Had a good amount of volume which progressed at a manageable rate and the necessary pace sessions to get me ready on race day for sub 3 running. Really well laid out.
Thanks again Ben for helping me hit my goal!
Bought the level 4 training plan ahead of running the Newport marathon looking to run a sub 3.
What can I say the 15 week plan worked perfectly ,great layout ,easy to use great little advice columns to keep you thinking ,stayed true to the plan and run myself to a 2:58:41 PB .Taking 15 minutes off my previous best .cheers Ben
Purchased the level 4 plan as I wanted to stretch myself by training with higher mileage and more intensity to get me to sub 3.30.
The plan itself is intense with 5/6 days a week of training, but the mix of sessions was enjoyable and felt like they were taking me in the right direction, you do have to be 'all in' I think and follow the plan.
Today I knocked 9 minutes off my previous PB going from 3.33 down to 3.24, which I was delighted with.
Overall very pleased with the plan, would recommend it to someone who has the time to dedicate to the 6 days per week and the pretty high mileage.
This plan has just helped me get a sub 3hr time at Boston UK marathon. (2:58:05)
Loved the mix of training sessions, mileage was achievable and paces just felt right.
Sure the Ben Parkes hat also played a part...
Highly recommend using one of Ben's plans (and hat).
So last Sunday I just finished my Marathon with the time of 3:09:14 and I'm quite satisfied with it.
I would say this is a great plan to follow if planning to run 3:15 or faster. I did missed a few workouts during the 15 weeks build-up due to a little niggle here and there but that's okay because after week 12 I felt stronger than before, after completing all the long run's training, going into the race.
I will absolutely be using this plan again for my next Marathon build-up and see what can I achieve!
Love the structure and variety of workouts. Past 2 marathons used Strava’s marathon plan which was good but needed something fresh! Recommend this plan to a friend who also bought it straight away! Brisbane 2023 is the target, sub 3.10! Previous PB of 3.20 in NZ. Let’s get it! Thanks guys keep up the good work!
Only been following for a week. But seems well structured and balanced. Will post how it goes. Previous pb of 3.04. Hoping to do sub 3 by end of year. It's too hot and humid here in South Africa right now to pb.

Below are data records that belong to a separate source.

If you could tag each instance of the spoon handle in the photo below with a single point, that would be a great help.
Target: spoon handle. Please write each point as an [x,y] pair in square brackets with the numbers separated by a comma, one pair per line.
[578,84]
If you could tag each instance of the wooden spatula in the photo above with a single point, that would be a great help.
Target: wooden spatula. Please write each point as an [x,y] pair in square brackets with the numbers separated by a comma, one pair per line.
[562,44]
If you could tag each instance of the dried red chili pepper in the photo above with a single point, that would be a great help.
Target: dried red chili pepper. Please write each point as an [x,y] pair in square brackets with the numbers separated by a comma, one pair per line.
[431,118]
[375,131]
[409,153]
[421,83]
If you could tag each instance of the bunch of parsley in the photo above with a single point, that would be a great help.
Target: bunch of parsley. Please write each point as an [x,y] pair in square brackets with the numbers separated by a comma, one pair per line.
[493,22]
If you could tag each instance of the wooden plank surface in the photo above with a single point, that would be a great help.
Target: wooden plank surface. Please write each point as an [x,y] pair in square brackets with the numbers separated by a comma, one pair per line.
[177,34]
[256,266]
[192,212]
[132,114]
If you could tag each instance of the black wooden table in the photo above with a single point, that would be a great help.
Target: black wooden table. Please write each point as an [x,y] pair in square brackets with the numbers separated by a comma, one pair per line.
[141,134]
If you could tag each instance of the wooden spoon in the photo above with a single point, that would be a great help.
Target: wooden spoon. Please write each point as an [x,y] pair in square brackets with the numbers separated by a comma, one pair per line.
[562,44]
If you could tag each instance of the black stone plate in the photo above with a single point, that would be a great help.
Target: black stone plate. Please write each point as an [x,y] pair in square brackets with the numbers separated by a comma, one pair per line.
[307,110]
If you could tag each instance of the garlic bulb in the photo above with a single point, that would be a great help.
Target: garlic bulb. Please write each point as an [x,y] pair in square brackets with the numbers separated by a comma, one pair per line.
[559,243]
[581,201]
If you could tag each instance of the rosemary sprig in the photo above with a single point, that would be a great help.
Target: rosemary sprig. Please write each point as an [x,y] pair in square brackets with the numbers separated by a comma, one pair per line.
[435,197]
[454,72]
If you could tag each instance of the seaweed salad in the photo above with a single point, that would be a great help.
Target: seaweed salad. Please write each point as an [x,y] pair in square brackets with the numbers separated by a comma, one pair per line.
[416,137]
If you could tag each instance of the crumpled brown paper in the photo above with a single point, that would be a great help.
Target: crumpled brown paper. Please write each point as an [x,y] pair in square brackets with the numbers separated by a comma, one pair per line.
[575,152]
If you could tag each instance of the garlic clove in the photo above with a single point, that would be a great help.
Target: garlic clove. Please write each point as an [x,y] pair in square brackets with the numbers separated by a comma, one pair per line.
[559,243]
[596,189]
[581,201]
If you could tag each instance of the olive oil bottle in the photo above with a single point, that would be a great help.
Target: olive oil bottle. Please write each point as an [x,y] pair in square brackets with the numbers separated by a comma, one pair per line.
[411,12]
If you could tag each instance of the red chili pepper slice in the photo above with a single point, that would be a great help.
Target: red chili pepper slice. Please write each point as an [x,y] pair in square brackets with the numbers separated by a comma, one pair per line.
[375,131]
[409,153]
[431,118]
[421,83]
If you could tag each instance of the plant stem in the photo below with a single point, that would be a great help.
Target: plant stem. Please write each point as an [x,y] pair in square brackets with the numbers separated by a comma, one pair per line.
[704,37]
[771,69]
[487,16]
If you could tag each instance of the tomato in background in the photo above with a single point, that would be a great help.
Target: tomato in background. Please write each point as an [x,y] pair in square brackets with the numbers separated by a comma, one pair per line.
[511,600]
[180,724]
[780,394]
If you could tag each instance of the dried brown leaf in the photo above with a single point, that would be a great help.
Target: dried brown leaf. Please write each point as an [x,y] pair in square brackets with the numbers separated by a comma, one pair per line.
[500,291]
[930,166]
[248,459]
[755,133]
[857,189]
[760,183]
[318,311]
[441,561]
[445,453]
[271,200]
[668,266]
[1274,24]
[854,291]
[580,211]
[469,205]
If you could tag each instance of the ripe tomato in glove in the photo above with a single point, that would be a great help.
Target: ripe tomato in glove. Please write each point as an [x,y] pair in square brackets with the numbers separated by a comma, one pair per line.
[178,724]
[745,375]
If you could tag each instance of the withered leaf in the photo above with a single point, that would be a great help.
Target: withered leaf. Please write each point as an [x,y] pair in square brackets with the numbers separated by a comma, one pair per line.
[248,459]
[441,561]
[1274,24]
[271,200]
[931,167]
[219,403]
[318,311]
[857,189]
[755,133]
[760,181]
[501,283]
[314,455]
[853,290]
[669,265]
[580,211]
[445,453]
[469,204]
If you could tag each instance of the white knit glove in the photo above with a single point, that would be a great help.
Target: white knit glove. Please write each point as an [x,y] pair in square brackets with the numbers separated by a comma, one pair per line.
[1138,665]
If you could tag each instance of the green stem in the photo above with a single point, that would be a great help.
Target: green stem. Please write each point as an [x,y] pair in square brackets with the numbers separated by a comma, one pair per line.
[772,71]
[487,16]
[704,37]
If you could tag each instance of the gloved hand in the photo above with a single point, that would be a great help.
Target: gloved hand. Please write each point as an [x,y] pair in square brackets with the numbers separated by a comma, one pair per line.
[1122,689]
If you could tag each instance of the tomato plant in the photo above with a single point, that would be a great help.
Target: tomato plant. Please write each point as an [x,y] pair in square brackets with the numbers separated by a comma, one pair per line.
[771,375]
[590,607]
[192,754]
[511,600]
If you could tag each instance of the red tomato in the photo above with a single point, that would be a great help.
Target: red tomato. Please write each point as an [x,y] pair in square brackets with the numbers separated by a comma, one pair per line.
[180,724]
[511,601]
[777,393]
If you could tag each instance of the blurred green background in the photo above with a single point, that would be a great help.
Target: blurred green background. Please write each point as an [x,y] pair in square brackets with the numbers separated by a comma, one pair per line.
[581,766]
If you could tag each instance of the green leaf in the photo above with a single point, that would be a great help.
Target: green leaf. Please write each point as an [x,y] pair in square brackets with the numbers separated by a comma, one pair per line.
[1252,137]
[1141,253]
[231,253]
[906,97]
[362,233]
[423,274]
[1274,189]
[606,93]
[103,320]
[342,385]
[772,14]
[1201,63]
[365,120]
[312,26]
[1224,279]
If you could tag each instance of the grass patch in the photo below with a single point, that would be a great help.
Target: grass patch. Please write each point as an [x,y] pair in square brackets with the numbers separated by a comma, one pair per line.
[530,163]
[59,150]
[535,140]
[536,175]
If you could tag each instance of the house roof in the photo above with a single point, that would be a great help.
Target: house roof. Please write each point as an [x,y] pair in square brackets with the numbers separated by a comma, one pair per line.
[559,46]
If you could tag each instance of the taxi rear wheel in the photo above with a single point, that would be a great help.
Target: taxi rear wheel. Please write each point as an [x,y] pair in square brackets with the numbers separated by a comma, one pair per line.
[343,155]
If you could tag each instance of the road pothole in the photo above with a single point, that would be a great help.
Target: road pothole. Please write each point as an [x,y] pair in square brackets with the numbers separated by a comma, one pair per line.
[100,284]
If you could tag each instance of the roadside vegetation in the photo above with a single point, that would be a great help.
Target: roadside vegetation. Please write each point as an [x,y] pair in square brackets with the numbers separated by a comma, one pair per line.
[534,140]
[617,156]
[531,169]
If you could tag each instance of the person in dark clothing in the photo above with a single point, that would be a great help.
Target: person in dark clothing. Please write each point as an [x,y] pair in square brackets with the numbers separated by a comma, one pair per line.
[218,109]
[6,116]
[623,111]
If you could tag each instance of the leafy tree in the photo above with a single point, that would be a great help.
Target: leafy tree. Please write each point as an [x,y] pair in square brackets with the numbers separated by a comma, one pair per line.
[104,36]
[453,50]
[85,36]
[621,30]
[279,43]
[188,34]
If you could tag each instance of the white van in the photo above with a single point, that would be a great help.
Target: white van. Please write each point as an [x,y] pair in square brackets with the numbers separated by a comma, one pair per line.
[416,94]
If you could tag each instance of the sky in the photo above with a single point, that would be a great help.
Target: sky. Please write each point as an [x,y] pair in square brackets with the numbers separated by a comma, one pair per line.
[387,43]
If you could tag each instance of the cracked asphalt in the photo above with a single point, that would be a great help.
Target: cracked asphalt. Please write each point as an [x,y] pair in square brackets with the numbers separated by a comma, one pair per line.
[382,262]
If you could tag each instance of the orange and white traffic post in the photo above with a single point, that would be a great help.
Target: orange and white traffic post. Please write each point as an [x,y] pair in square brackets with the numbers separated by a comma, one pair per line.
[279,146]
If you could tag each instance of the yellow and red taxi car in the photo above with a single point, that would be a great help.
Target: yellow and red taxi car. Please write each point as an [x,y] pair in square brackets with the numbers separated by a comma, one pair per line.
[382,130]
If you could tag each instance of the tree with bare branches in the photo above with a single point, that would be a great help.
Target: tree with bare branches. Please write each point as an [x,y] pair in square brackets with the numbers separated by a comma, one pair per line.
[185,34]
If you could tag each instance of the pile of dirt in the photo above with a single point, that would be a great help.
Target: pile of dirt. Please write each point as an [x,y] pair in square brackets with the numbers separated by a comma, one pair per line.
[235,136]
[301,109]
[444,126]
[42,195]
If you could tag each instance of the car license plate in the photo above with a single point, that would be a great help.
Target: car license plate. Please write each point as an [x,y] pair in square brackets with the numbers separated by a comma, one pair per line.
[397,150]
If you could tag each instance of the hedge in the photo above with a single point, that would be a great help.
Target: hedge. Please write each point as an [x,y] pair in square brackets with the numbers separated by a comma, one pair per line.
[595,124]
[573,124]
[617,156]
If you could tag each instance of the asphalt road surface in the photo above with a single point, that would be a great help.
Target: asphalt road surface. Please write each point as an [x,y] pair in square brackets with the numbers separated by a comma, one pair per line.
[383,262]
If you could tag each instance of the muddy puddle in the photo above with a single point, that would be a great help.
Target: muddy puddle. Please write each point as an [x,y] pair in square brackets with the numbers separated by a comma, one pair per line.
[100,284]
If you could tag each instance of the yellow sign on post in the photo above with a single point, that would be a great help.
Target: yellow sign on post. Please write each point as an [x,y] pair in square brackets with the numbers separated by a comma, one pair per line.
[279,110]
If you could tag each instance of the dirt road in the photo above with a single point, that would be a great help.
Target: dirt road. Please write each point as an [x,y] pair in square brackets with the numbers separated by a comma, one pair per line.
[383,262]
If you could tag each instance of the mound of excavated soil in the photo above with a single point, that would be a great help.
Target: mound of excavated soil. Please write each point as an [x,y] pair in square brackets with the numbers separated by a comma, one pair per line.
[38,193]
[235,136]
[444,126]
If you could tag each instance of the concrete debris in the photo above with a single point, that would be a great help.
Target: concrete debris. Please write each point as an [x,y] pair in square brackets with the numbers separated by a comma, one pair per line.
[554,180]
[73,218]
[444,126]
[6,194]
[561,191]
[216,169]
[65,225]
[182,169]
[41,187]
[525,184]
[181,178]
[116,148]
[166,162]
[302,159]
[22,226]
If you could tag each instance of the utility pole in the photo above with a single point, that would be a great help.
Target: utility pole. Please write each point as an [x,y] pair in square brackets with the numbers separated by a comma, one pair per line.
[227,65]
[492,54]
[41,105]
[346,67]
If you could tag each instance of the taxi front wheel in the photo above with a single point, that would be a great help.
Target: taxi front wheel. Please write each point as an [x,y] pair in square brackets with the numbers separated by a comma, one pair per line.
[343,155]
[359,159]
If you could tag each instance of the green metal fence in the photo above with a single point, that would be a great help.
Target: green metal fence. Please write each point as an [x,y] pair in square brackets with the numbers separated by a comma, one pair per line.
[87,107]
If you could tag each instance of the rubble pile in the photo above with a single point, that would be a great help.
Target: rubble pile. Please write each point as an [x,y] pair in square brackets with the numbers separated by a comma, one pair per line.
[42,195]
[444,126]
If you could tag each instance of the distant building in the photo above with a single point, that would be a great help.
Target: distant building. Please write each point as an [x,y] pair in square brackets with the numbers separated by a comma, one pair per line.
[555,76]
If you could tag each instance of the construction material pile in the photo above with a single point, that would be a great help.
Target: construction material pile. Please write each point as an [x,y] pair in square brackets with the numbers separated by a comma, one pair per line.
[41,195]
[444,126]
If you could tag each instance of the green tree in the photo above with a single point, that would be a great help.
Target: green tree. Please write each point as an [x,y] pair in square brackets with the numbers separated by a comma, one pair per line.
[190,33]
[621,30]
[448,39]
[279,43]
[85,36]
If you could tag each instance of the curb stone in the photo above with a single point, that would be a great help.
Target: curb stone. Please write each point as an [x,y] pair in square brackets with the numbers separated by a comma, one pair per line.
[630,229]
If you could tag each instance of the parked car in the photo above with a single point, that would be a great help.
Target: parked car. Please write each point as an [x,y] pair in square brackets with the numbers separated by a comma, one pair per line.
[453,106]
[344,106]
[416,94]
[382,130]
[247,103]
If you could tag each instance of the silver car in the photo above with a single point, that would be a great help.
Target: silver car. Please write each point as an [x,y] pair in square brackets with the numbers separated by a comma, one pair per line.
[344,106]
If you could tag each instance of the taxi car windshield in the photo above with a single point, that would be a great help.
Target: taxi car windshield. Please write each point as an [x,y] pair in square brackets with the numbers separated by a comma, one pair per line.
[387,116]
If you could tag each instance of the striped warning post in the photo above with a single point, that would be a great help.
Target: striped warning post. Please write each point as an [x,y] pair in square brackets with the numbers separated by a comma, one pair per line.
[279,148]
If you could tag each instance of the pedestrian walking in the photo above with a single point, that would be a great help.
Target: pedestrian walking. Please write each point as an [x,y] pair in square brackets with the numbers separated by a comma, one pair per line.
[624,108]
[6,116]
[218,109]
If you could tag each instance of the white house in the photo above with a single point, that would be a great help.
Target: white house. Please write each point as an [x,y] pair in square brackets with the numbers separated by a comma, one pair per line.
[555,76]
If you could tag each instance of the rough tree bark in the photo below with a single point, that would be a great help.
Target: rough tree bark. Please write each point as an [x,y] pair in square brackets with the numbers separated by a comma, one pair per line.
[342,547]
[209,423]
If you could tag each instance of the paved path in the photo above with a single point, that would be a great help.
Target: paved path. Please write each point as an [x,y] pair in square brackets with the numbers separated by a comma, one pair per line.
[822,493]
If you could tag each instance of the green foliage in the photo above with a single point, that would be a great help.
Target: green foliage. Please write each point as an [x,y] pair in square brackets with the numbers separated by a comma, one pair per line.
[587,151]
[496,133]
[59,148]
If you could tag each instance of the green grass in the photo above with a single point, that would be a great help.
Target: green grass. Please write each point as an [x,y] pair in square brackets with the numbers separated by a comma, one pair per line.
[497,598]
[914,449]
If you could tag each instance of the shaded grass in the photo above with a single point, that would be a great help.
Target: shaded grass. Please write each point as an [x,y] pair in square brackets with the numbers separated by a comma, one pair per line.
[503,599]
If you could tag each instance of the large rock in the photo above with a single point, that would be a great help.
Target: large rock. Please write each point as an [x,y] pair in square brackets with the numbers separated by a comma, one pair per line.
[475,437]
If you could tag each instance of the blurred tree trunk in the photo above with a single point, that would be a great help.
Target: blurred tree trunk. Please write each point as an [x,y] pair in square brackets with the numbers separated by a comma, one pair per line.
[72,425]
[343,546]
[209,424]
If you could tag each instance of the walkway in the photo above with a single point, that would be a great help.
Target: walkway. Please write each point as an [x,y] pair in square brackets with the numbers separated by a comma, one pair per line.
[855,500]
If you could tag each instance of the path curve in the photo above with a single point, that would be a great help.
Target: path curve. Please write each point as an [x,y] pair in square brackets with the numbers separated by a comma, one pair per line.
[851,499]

I have been using the plan now for 4 weeks and the sessions although hard seem to be getting results.. fingers crossed I can. Complete all of the sessions before race day.. it is clear and easy to follow.. the pace guide is a fantastic feature
I've used a lot of Ben Parkes programs over the past four years, and they always helped me achieve my goal time. I used this program last year for a sub-three-hour goal at the Gold Coast marathon. Due to a snap-lockdown, the marathon was cancelled a few days out, but we were lucky to find a local Sri Chinmoy marathon a couple of weeks later. I finished the race with a 3:02 marathon which was a 33minute PB. I was over the moon with the result, especially given the 300metres of elevation in the race. If I could have run the Gold Coast marathon, I would have got my goal time. I'll be having a crack again in 2023, and I'm hoping for a sub-three marathon. Thanks for the programs, Ben and Sarah! Hopefully, we'll see you both in Australia soon.
Extremely happy with this plan so Far , having followed the level 3 marathon plan previously and ran a PB of 3.26.42 for my first serious marathon training plan , cannot recommended these plans highly enough ( especially if you put in the work ) cheers guys looking forward to the next one !!